Q: Can FloQast provide me with a pre-configured test account? At this time, FloQast does not support authenticated testing.

Q: What is an example of an accepted Vulnerability? Valid and accepted vulnerabilities would be the type of report that identifies a unique security impact on this program's specific scope. The report must also meet any submission criteria outlined in the policy, such as test plan instructions and a working proof of concept.*

Q: What if I found a Vulnerability, but I don't know how to exploit it? We expect that Vulnerability reports sent to us have a valid attack scenario to qualify for a reward, and we consider this to be a critical element of Vulnerability research. Reward amounts are decided based on the maximum impact of the Vulnerability, and the panel is willing to reconsider a reward amount, based on new information (such as a chain of bugs, or a revised attack scenario).

Q: How do I demonstrate the severity of the bug if I'm not supposed to snoop around? Please submit your report as soon as you have discovered a potential security issue. The panel will consider the maximum impact and will choose the reward accordingly. We routinely pay higher rewards for otherwise well-written and useful submissions where the reporter didn't notice or couldn't fully analyze the impact of a particular flaw.

Q: I found an outdated software (e.g. Apache or Wordpress). Does this qualify for a reward? Please perform due diligence: confirm that the discovered software had any noteworthy vulnerabilities, and explain why you suspect that these features may be exposed and may pose a risk in our specific use. Reports that do not include this information will typically not qualify.

Q: Who determines whether my report is eligible for a reward? The reward panel consists of members of the FloQast Security Team.

What happens if I disclose the bug publicly before you had a chance to fix it? Per our Terms, any Vulnerabilities discussed publicly will likely disqualify you from receiving a Bounty.

Q: My report has not been resolved within the first week of submission. Why hasn't it been resolved yet? Reports that deal with potential abuse-related vulnerabilities may take longer to assess, because reviewing our current defense mechanisms requires investigating how a real life attack would take place and reviewing the impact and likelihood requires studying the type of motivations and incentives of abusers of the submitted attack scenario against one of our products.

Q: I wish to report an issue through a Vulnerability broker.
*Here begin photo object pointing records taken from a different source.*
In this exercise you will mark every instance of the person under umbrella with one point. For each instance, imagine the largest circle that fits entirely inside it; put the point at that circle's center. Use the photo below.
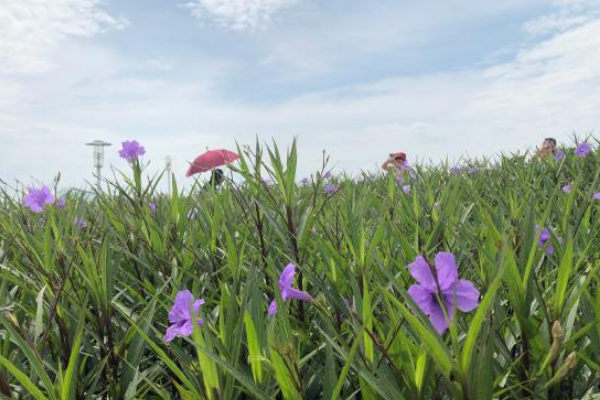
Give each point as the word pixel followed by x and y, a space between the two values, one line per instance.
pixel 395 163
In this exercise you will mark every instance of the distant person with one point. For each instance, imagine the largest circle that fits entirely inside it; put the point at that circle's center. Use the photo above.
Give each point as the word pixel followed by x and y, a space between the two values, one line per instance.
pixel 396 163
pixel 548 148
pixel 216 179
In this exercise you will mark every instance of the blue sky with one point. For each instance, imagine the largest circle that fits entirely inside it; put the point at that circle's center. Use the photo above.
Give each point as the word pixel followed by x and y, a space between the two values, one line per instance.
pixel 435 78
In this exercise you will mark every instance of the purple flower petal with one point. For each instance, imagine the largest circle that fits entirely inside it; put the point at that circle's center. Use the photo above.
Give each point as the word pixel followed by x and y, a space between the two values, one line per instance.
pixel 583 149
pixel 559 155
pixel 285 285
pixel 272 310
pixel 420 270
pixel 36 199
pixel 447 272
pixel 423 298
pixel 131 150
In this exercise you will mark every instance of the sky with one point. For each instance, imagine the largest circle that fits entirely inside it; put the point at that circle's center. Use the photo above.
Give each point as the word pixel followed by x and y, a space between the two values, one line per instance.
pixel 358 79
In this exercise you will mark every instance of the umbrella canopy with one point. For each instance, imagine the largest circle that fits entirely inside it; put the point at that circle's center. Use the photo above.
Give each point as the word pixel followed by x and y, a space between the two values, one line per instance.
pixel 210 160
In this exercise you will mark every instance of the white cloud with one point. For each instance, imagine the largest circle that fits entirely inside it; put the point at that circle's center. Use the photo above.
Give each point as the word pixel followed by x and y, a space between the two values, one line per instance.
pixel 29 29
pixel 238 14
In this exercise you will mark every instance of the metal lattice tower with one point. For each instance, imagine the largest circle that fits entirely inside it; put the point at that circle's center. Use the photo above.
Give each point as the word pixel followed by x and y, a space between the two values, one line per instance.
pixel 98 146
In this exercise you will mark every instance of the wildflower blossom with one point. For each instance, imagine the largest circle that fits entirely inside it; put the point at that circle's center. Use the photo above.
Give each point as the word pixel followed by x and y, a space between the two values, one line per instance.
pixel 272 308
pixel 36 199
pixel 330 189
pixel 181 317
pixel 286 289
pixel 559 155
pixel 79 222
pixel 455 170
pixel 439 290
pixel 131 150
pixel 583 149
pixel 545 235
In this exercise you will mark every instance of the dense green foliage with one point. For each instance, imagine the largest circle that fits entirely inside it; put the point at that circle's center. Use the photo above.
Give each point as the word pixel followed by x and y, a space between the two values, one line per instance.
pixel 83 311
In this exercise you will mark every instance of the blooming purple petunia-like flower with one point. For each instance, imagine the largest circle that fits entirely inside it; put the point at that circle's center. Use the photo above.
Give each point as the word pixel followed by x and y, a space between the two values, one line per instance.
pixel 79 222
pixel 455 170
pixel 131 150
pixel 330 189
pixel 439 290
pixel 544 237
pixel 559 155
pixel 36 199
pixel 181 317
pixel 583 149
pixel 286 289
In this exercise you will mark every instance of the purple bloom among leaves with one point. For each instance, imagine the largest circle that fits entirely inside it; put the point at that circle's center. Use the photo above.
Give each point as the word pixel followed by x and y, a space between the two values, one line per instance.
pixel 286 289
pixel 437 294
pixel 79 222
pixel 545 235
pixel 131 150
pixel 36 199
pixel 559 155
pixel 272 309
pixel 181 316
pixel 330 189
pixel 455 170
pixel 583 149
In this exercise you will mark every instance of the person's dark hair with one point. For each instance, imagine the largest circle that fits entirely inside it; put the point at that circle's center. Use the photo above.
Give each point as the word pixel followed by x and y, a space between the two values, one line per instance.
pixel 216 179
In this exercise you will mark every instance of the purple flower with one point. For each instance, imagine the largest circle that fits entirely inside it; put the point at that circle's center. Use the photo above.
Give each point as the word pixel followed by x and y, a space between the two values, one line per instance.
pixel 79 222
pixel 559 155
pixel 286 289
pixel 131 150
pixel 330 189
pixel 181 317
pixel 545 235
pixel 285 285
pixel 36 199
pixel 272 309
pixel 582 149
pixel 436 294
pixel 455 170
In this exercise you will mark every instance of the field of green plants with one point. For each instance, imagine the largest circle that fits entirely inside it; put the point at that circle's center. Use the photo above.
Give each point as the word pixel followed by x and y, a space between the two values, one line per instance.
pixel 99 293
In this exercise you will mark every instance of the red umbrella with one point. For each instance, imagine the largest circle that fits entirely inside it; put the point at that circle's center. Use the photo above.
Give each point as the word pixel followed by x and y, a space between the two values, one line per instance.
pixel 210 160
Will my report still qualify for a reward? We believe that it is against the spirit of the program to privately disclose the flaw to third parties for purposes other than to fix the bug. Consequently, such reports will typically not qualify.

Q: What if somebody else also found the same bug? You will qualify for a reward only if you were the first person to alert us to a previously unknown flaw.